果不其然, 骂她的话变成了阴阳怪气梅姨娘的话。
“贱人,生下来一个小杂种还要沾染我女儿的光。”
“真是脸皮比逞强还要厚, 打匈奴的时候怎么不让这个贱人去给防御墙添砖加瓦?”
薛兰苕站在堂下,身影清秀, 孑然独立,冬日后她便没有簪花,今日归家更是低调到尘埃里。

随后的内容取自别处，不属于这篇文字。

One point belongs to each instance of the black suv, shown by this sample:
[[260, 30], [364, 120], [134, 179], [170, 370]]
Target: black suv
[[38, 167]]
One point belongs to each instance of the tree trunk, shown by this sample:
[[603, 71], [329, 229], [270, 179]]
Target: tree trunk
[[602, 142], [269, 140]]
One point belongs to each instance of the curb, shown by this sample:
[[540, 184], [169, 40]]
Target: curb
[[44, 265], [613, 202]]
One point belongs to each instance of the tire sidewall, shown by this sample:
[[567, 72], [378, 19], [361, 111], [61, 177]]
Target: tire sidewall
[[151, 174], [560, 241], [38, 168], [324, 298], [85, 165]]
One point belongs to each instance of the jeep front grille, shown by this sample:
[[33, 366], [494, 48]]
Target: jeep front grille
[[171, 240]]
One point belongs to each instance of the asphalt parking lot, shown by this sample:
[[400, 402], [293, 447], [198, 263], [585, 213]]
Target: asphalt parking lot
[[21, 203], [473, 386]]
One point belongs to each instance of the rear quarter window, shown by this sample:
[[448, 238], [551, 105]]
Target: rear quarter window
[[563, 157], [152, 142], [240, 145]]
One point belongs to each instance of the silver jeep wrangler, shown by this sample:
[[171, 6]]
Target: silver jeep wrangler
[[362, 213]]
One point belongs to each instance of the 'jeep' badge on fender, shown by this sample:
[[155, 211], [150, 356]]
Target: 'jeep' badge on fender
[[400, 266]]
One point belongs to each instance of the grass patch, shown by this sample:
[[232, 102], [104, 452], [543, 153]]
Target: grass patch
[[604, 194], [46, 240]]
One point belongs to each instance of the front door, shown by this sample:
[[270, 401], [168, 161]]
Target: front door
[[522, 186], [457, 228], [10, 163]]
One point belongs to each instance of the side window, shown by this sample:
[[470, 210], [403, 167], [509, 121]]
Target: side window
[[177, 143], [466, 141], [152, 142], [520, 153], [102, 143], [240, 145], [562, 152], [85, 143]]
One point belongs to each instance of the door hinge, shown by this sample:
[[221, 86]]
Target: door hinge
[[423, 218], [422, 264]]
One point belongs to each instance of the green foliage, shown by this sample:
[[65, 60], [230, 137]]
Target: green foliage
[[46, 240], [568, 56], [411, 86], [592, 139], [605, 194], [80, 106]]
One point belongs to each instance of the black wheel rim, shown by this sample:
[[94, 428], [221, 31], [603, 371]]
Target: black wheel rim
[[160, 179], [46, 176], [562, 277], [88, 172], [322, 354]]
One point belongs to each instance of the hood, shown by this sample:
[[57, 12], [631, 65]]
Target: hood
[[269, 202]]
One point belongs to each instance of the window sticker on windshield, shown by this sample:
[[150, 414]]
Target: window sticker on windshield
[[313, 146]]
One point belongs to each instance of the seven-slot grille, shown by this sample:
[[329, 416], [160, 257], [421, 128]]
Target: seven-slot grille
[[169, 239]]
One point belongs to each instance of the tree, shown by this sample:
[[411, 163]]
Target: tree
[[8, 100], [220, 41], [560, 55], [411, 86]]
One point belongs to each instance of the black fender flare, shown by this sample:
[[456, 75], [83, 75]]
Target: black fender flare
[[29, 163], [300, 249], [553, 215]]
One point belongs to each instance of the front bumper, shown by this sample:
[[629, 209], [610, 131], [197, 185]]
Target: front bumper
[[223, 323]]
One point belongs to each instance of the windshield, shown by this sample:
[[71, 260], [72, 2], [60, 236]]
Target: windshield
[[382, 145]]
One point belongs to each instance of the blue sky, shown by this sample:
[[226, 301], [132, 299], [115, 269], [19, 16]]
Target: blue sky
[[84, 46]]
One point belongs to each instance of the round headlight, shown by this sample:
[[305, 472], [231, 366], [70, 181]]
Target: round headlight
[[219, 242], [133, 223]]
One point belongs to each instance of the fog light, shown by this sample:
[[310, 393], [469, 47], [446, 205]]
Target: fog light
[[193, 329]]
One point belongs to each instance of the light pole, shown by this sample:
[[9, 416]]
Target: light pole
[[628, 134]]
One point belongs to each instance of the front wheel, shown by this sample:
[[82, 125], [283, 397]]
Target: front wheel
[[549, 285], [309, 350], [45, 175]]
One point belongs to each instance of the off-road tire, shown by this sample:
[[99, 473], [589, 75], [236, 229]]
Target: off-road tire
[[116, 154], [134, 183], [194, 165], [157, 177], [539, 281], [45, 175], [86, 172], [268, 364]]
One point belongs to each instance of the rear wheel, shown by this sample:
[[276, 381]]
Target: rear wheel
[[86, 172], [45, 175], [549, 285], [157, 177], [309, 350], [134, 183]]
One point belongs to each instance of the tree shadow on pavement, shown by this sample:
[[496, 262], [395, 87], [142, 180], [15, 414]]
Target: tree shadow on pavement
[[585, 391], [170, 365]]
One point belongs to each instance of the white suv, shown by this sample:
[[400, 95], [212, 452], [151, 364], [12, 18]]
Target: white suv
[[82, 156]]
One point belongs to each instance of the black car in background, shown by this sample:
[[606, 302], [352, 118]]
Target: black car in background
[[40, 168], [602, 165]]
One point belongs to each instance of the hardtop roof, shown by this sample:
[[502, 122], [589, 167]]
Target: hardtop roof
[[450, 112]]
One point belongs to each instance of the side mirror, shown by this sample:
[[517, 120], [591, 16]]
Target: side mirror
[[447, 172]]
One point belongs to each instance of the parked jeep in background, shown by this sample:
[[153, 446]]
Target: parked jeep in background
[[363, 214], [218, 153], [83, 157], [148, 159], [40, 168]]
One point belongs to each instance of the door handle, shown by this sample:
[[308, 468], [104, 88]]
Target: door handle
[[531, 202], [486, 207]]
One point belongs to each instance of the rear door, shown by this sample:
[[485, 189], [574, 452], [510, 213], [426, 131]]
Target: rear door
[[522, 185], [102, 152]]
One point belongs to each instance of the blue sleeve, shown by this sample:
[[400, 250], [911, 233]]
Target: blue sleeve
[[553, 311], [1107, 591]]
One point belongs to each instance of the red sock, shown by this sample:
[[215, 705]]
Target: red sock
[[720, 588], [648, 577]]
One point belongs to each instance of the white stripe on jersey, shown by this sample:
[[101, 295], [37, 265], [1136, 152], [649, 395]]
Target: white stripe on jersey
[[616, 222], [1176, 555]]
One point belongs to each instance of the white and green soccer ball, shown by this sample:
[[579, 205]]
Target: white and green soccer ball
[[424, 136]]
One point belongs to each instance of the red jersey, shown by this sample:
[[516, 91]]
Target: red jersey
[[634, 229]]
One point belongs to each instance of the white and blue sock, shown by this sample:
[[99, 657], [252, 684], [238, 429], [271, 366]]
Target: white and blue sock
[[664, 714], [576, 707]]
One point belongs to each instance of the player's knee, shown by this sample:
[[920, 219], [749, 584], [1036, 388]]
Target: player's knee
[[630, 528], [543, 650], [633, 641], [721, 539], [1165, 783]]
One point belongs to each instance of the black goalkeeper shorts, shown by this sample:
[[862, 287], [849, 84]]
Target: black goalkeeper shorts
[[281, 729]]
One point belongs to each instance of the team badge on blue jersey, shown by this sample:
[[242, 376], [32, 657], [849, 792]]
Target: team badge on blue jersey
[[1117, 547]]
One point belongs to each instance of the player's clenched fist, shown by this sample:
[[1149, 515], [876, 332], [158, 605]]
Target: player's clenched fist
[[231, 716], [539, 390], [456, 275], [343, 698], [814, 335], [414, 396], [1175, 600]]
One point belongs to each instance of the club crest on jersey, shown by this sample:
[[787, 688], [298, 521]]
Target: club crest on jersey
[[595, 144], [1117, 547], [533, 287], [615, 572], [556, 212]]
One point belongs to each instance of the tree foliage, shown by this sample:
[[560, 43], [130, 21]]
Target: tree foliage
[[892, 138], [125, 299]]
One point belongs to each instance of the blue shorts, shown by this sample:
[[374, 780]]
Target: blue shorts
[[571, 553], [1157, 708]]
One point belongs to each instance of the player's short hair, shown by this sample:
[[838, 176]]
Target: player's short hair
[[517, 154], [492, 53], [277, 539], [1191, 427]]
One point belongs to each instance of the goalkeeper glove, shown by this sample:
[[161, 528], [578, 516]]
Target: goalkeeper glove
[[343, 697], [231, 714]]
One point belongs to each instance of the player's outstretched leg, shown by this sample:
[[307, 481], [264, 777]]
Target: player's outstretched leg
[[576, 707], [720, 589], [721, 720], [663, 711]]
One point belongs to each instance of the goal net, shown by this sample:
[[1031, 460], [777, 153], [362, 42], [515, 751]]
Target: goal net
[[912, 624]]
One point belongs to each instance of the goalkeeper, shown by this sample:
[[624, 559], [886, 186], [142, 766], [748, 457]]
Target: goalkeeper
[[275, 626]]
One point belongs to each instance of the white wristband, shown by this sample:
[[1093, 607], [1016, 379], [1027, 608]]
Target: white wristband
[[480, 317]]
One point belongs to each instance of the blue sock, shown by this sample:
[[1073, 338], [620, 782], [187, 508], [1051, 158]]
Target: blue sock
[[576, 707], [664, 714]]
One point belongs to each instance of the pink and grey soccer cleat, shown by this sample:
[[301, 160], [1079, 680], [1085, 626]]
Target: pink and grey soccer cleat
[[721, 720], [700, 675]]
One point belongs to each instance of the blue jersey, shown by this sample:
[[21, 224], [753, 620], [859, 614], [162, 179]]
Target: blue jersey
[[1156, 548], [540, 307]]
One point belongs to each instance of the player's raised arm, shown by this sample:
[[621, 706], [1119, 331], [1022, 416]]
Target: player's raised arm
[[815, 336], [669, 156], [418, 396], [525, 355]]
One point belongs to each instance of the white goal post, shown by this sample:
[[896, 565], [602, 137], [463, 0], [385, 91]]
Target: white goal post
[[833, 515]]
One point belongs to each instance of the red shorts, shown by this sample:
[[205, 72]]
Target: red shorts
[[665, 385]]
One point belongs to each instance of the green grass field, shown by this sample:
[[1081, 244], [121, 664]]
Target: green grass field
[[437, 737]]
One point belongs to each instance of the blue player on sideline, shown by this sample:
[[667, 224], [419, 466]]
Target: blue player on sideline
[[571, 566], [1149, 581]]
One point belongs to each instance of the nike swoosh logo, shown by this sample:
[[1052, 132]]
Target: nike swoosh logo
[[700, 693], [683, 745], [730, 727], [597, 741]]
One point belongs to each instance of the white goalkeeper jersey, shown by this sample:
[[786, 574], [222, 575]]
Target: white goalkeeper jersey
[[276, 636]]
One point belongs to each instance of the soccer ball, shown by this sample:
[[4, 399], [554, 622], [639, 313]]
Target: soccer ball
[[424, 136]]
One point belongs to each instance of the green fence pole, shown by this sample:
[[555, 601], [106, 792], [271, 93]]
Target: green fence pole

她在薛侯面前低着头等待命运宣判,在薛夫人面前巧舌如簧,都是她在家里如鱼得水的本领,听了这话,她忙迎上一句,道:“娘,隔墙有耳,爹爹听了会生气。”
薛夫人脸色一瞬间不自然,紧接着看了看暖房就她和薛兰苕二人,外头还有她的亲信陪嫁看守着,薛侯哪里会知道。
况且几句话而已,薛侯也不会明面上给她没脸。
他娶的是京兆郑家的女儿,若他自己都不捧着,那娶她就没用了。
“这有什么要紧的。”
“那个梅娘长了一张孱弱的脸,生下来的女儿也没有福气。”
她撇了撇涂着艳丽胭脂的嘴唇,世家培养出来的容貌也难免夹杂着刻薄,破坏了整体的雍容:“你放心,小九她啊已经许久连门都出不来,没准会直接病死。”
“你没福气,贤婿看不上你,但我这个做母亲的也不会亏待你。”
冷眼看了一眼,嘴角带着得意。
薛夫人坐着,薛兰苕站着,视线上一高一低,但真正的地位看的从来不是这些。